In mid-April, the U.S. Commission on Ocean Policy will release a report on the issue following the PEW study.

Blackledge focused her presentation, which was sponsored by the SIUC student chapter of the American Fisheries Society, on overfishing. Overfishing means severely depleting fish stocks at a rate that outpaces the time it takes for the population to renew itself naturally.

Harmful fishing practices, which include the use of bottom trollers and fishing fleets and cast massive nets that span miles, are mostly utilized by commercial fishing corporations, Blackledge said. She said the common use of these ships contributes to unnecessary and excessive destruction of fish, which affects other marine life. The net’s wide reach collects unwanted marine creatures and plants that end up “rotting on the boat deck.”

“It goes beyond just fish,” Blackledge said. “It goes looking at the ocean as an entire ecosystem, looking at fish populations but also looking at habitat and looking at how species interact with other species.”

In addition to harmful fishing practices, the presentation encouraged students to educate themselves about how the government regulates the fishing industry.
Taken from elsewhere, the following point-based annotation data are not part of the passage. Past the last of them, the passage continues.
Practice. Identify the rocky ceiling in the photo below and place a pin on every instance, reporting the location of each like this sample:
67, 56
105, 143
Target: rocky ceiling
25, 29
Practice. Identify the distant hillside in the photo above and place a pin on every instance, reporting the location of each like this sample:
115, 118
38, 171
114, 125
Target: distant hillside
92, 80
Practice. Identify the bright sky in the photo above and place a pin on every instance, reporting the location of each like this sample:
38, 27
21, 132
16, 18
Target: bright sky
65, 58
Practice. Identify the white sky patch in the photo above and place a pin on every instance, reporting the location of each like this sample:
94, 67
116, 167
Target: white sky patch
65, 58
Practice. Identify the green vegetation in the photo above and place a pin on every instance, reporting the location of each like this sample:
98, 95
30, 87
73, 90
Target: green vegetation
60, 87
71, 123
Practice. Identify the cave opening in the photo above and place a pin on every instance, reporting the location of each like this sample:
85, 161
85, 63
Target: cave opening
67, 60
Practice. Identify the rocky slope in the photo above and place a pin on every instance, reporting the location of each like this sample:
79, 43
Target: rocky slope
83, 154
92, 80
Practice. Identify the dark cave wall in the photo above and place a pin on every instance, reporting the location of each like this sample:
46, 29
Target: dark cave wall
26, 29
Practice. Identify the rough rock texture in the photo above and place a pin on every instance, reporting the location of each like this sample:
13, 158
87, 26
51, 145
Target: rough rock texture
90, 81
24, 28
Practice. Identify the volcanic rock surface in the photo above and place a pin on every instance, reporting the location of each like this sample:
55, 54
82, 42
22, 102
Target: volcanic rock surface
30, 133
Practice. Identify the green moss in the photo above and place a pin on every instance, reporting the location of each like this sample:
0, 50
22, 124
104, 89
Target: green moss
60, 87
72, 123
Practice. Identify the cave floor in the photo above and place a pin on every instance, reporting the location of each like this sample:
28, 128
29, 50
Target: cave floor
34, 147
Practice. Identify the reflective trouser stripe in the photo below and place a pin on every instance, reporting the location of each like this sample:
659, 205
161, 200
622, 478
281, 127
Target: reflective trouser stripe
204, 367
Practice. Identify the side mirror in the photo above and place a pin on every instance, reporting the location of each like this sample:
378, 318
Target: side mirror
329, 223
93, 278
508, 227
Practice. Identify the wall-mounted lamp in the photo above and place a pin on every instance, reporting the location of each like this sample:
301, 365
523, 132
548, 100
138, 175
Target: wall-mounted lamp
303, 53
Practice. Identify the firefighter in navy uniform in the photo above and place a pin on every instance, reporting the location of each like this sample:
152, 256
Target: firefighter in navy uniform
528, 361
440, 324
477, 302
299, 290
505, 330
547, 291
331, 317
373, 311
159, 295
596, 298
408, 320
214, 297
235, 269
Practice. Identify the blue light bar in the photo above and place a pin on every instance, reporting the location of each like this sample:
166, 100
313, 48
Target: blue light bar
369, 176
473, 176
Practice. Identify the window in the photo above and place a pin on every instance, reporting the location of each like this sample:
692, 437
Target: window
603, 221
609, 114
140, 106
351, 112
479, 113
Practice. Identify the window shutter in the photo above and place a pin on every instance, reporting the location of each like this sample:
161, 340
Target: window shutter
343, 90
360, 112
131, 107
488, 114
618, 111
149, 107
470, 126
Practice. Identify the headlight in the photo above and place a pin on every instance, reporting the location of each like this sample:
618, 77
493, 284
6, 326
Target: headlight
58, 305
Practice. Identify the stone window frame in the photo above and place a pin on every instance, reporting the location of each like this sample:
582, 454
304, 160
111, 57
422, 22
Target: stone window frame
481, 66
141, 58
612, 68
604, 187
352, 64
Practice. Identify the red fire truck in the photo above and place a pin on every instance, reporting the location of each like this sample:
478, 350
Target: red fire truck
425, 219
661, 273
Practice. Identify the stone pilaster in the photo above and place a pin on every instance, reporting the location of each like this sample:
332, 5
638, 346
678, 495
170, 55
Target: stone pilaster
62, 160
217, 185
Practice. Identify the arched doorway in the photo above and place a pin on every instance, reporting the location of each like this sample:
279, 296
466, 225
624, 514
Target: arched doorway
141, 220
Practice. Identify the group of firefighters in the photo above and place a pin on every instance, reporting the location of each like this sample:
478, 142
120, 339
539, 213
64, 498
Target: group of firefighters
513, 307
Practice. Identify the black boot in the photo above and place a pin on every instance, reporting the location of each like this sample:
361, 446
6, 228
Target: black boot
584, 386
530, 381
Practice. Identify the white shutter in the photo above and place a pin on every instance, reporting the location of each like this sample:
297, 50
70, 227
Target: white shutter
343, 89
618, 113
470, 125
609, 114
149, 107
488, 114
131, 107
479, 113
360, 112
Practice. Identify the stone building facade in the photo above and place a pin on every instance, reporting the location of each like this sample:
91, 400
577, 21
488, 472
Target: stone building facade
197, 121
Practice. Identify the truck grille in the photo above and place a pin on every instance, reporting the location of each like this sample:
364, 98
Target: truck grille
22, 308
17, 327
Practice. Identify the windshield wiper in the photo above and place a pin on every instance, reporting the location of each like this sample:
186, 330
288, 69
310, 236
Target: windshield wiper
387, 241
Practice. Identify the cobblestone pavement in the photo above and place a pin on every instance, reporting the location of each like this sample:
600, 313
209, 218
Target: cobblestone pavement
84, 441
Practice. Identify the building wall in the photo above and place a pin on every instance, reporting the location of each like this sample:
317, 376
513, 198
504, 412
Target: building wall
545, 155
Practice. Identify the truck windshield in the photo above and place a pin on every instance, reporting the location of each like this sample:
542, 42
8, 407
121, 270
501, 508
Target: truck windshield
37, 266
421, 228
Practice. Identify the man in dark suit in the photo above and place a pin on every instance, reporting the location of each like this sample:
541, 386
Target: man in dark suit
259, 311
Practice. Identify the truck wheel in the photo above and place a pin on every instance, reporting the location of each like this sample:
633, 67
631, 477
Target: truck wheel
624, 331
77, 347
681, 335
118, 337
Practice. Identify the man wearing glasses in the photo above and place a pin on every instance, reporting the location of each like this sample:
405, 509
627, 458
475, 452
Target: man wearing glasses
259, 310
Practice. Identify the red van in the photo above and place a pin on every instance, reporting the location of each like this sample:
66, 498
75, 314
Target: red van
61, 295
The campaign aims to point out conflicts of interest that may be hindering the use of environmentally unsound fishing methods.

“The idea is to have someone based in the Midwest to talk more about ocean issues inland, to gain more support so that when it comes to vote in Congress for stronger ocean protections that our Midwest legislators will have the information and the support behind them to actually vocal on ocean protection issues,” Blackledge said.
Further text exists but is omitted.